QUESTIONS TO THE PARTIES
1. The Government are invited to: (a) provide all relevant information about the domestic legislation governing travel abroad by a minor accompanied by one parent only; as well as (b) reply to the question whether that legislation was clear and accessible, and the consequences of its application foreseeable, as required under Article 2 § 3 of Protocol No. 4 to the Convention.
2 . Did the police refusal of 4 February 2009 to issue a passport to the second applicant so that she could join her mother in Canada, following the final decision of the Supreme Administrative Court of 29 September 2008, constitute a breach of both applicants ’ right to respect for their family life as protected under Article 8 of the Convention?
3 . Did the above-mentioned police refusal breach the second applicant ’ s right to freedom of movement as protected under Article 2 of Protocol No. 4 to the Convention?
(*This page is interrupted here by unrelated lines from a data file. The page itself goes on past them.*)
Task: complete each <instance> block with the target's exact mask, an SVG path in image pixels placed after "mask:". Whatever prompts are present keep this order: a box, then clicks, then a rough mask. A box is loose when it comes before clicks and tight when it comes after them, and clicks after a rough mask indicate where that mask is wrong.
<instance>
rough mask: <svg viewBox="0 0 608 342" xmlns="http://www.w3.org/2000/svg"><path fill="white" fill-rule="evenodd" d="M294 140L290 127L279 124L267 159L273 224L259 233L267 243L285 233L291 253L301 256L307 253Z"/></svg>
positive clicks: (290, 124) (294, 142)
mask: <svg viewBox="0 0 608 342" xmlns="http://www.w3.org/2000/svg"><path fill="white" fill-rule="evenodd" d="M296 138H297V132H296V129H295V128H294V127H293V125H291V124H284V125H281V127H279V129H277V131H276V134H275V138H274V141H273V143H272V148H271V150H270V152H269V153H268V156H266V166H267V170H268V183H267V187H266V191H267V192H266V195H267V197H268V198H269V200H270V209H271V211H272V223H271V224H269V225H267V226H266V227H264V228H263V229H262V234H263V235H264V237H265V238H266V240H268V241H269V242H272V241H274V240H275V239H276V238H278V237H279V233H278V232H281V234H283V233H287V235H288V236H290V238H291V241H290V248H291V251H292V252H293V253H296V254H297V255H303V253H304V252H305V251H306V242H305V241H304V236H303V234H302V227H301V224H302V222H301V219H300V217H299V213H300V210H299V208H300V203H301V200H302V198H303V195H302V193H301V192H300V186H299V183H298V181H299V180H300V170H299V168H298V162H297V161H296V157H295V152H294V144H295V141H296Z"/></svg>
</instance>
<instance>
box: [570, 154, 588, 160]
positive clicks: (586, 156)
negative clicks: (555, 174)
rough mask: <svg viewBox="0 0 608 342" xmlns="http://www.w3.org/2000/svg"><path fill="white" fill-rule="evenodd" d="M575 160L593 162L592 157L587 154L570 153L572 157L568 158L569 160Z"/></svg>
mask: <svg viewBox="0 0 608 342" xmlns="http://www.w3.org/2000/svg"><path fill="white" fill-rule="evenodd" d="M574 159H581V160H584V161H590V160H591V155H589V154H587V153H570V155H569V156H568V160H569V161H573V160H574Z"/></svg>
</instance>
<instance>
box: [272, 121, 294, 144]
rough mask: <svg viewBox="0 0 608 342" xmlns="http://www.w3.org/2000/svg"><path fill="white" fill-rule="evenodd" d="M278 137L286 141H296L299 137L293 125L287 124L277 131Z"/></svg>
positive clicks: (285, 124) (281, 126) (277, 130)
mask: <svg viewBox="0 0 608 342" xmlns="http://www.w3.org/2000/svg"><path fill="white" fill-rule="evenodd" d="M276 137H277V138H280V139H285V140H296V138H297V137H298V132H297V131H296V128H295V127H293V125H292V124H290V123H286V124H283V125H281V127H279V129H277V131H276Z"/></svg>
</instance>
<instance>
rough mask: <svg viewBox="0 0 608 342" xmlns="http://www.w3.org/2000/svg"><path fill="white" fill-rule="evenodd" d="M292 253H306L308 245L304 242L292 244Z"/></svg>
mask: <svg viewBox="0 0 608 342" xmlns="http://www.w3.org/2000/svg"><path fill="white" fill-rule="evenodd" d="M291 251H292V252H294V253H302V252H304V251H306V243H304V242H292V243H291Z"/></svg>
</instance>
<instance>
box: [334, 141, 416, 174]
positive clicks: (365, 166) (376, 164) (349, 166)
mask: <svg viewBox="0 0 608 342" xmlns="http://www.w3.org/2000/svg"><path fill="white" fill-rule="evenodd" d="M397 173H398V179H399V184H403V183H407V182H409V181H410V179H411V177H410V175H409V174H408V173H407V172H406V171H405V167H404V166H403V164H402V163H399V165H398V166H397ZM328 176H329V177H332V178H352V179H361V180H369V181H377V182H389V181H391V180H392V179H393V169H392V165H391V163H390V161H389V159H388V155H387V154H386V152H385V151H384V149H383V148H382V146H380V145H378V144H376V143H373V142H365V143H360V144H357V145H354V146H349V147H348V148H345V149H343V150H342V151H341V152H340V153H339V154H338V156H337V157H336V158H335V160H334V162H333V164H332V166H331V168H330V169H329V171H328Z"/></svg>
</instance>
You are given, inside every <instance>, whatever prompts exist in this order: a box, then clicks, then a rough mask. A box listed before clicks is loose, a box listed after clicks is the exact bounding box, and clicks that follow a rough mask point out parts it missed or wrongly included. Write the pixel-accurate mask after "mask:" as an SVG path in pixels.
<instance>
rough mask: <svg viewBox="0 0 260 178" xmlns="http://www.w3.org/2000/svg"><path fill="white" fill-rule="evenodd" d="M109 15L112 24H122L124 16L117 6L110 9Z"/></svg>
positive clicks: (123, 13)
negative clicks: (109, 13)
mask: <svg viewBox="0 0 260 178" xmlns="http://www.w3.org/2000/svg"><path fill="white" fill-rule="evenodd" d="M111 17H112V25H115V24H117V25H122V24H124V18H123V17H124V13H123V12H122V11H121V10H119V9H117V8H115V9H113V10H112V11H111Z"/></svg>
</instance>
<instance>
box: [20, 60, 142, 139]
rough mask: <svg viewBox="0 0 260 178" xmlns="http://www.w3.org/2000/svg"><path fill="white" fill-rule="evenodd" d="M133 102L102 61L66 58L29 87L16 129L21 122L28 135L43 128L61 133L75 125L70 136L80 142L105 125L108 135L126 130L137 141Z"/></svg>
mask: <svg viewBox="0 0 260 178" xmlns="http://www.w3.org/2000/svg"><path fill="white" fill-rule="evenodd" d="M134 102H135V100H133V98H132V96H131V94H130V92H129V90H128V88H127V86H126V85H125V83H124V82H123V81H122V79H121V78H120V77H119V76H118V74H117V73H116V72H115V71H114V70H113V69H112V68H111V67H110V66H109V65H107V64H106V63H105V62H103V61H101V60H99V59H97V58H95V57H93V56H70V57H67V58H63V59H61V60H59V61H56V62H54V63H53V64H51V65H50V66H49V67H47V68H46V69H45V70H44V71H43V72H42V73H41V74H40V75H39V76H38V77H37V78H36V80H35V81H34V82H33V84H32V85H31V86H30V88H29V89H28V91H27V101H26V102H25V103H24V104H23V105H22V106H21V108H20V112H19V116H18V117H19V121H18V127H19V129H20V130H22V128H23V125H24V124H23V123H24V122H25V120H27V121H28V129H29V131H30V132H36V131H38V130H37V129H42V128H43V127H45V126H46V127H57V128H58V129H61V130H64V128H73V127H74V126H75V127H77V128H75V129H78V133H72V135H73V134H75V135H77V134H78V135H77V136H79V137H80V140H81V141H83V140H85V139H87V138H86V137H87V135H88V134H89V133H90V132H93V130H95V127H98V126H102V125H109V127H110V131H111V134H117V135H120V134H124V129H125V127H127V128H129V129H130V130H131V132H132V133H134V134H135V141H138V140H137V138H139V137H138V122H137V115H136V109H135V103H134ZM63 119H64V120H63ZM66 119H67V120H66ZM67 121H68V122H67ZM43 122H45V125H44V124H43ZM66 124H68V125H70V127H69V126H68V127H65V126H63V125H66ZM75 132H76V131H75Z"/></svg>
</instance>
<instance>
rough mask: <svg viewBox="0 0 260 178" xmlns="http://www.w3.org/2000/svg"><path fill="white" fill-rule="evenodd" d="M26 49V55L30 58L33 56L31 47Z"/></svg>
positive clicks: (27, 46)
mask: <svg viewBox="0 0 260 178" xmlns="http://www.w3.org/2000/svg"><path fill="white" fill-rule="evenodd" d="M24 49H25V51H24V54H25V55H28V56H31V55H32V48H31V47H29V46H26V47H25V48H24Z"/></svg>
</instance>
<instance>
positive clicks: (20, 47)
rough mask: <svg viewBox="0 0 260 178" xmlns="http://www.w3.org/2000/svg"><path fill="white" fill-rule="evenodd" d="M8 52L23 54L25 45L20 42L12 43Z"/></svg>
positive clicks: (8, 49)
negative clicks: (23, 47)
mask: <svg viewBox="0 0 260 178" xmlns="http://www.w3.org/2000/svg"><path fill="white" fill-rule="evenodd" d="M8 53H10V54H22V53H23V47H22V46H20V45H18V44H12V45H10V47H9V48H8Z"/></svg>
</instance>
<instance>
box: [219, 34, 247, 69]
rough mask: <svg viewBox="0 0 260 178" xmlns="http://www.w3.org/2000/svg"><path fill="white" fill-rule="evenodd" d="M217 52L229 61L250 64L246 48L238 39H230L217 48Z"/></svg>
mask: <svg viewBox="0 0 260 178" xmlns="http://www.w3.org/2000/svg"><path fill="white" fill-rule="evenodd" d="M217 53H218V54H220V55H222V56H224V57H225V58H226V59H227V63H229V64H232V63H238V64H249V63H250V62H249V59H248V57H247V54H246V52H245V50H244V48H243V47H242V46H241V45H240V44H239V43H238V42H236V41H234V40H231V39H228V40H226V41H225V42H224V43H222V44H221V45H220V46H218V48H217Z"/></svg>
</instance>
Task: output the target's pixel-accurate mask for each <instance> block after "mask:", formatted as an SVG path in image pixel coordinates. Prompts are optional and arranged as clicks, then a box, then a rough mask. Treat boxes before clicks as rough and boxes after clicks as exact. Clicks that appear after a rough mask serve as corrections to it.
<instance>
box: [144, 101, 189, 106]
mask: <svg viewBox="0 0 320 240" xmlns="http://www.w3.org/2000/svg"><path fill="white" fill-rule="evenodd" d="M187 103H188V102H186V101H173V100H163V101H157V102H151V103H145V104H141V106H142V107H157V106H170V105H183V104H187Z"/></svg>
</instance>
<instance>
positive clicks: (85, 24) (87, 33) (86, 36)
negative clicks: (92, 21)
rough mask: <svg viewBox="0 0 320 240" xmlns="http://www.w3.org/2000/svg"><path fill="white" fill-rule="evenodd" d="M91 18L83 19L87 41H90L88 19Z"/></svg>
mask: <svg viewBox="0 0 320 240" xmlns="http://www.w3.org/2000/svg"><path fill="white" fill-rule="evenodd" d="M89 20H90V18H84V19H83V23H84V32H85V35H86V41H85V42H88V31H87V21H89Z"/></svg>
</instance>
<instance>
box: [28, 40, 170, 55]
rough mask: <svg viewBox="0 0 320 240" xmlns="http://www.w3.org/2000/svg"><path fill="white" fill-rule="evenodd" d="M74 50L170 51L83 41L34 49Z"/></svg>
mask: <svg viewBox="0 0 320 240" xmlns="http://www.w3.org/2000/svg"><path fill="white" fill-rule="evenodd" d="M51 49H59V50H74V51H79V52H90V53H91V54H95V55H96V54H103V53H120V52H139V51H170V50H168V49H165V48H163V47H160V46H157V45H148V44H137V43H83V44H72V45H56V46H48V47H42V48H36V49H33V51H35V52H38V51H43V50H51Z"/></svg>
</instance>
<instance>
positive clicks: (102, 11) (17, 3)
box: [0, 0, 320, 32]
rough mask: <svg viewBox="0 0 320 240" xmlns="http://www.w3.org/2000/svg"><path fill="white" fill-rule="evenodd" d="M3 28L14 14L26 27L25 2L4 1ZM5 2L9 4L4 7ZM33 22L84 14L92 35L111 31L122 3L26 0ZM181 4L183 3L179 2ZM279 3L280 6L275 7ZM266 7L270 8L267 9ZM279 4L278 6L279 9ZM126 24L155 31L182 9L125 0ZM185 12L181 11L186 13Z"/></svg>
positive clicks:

In particular, would the second applicant have been able to travel to Canada, had she been issued with a passport prior to the Sofia City Court ’ s decision, in force as of 3 July 2009, allowing the second applicant ’ s travel in the proceedings under the Family Code?
4 . Did the delay of 10 months, which the police took to issue the second applicant with a passport after the final decision of 29 September 2008 of the Supreme Administrative Court, constitute a breach of the obligation under Article 6 § 1 of the Convention to enforce final judicial decisions?
5. Did the proceedings, which the applicants brought on 3 October 2007 for the issuing of a passport to the second applicant, comply with the requirement of a reasonable time under Article 6 § 1 of the Convention?
6 . Did the applicants have an effective remedy at their disposal, as required under Article 13 of the Convention in conjunction with Article 8 and/or Article 2 of Protocol No. 4 to the Convention, in order to challenge the refusal and/or delay in issuing a passport to the second applicant?
7. In the light of the applicants ’ claims that the proceedings brought by the first applicant in 2006 under the Family Code lasted too long, did those proceedings meet the admissibility criteria in Article 35 of the Convention and, if yes, did they meet the requirements of a reasonable time under Article 6 § 1 of the Convention?
8 . Did the proceedings for compensation meet the requirements of a fair trial in accordance with Article 6 § 1?